どうして・・

···今は、無理でも


先輩の結婚式に向けて
日本に帰る日が迫り、
心待ちしている彩羽が
時より切なそうな顔をする。

聞いたら答えてくれるかも
知れない。
だが、話せることなら
話すはずだから
俺に関した事ではなく
日本に関しての事だと思った。

だから、彩羽から目を離さずにいた。
奥菜先生の元で
それがわかった。
なるほど·····

本当に俺の大事な大切な
愛しい妻は、心優しくて
またまた、惚れ直しちゃう。

自分をあんな形で
裏切った男の謝罪の手紙なんぞ
破り捨てれば良いものを

奥菜先生は、
「持っていると
この先も悩まれるでしょう。
いかがですか、私が持つと言うのは?」
と、言った。

彩羽は、はっと
先生と奥様を顔をあげて見ると
二人は、優しい眼差しで彩羽を見ていて
彩羽は、何度も頷いていた。

俺は、
「先生、一華さん
本当にありがとうございます。
先輩と理恵さんとの結婚式
どれだけ楽しみにしていたかわからない
彩羽が、日本へと帰る日が迫る中
時々、切ない顔をしていました。

私が聞けばきっと答えると思います
ですが、聞かないと言わないと
言うことは、私に関する事ではなく
日本に関する事だと思い見守って
いました。

彩羽は、まだ日本に対してと
結婚やウェディングドレスの
ワードにうまく対応ができないのです。」
と、言うと
彩羽は、びっくりして
「律、気づいていたの?
·····心配かけて·····ごめんな···さい。」
と、言うから
俺は首を横にふり
「彩羽が、自分で何とかしたいと
思っているなら、それを見届けようと
思っていたからね。」
と、伝えると
彩羽は、
「ありがとう。

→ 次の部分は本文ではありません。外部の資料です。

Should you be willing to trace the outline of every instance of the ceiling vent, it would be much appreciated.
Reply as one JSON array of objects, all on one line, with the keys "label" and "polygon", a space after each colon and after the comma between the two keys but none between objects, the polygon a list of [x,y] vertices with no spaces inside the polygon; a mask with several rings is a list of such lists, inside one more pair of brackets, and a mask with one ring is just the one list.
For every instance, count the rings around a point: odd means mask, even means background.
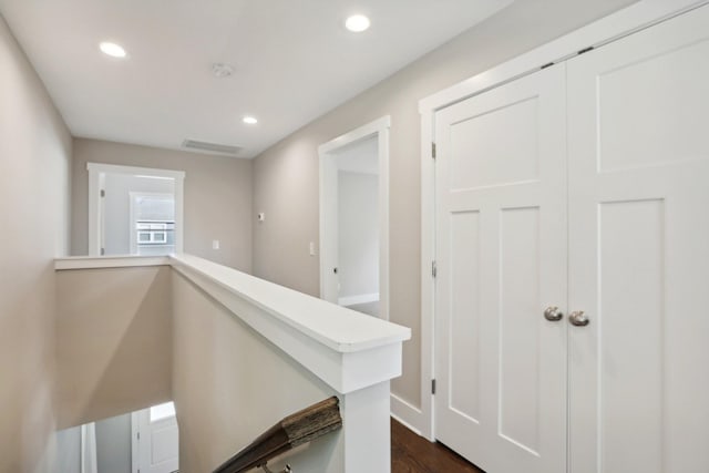
[{"label": "ceiling vent", "polygon": [[232,146],[228,144],[207,143],[196,140],[185,140],[182,146],[187,150],[202,151],[207,153],[228,154],[236,156],[243,150],[240,146]]}]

」
と、言った。

先生と一華さんに
「これでしばらく
日本へは帰らないつもりです。
もう少し彩羽が克服できるまで。

きっと、彩羽は前進できます。

だから今は、
私の腕の中にいれば良いと
私は思っています。」
と、言うと
先生と一華さんは、
「あなたが、いれば心配ないですね。」
と、言ってくれたから
頭をかいていると
彩羽が、
「律は、ドレスを選びに行けない私に、
お店から何点か選んで届けさせ
おばあちゃまと一緒に選ばせて
くれたのです。
それに、試着もうまく出来ない
私にスタッフの人達と
一緒に入り
私を抱き締めていてくれました。
もちろん、スタッフの方の邪魔に
ならないように。

何時間もかかりましたが
二点ようやく決まりました。

私には、もったいない程の夫です。
だから、いつまでも弱いままの
私でなくなるように
頑張りたいと思っています。」
と、言うと
一華もグレースも千亜季も
涙を流していた。

どれほど彩羽の心が傷ついたのかと
皆、考えてしまった。

「彩羽も近い内に
母となります。
自分の娘が嫁ぐまでに
少しでも軽くなっていたら
良いと私は思っています。
でも、無理なら無理で
構いません。
嫁にやらなければ良いだけだから。」
と、律が言うと
「ええっ、せっかく良い話しだったのに」
と、千亜季さんに言われて
みんなで大笑いした。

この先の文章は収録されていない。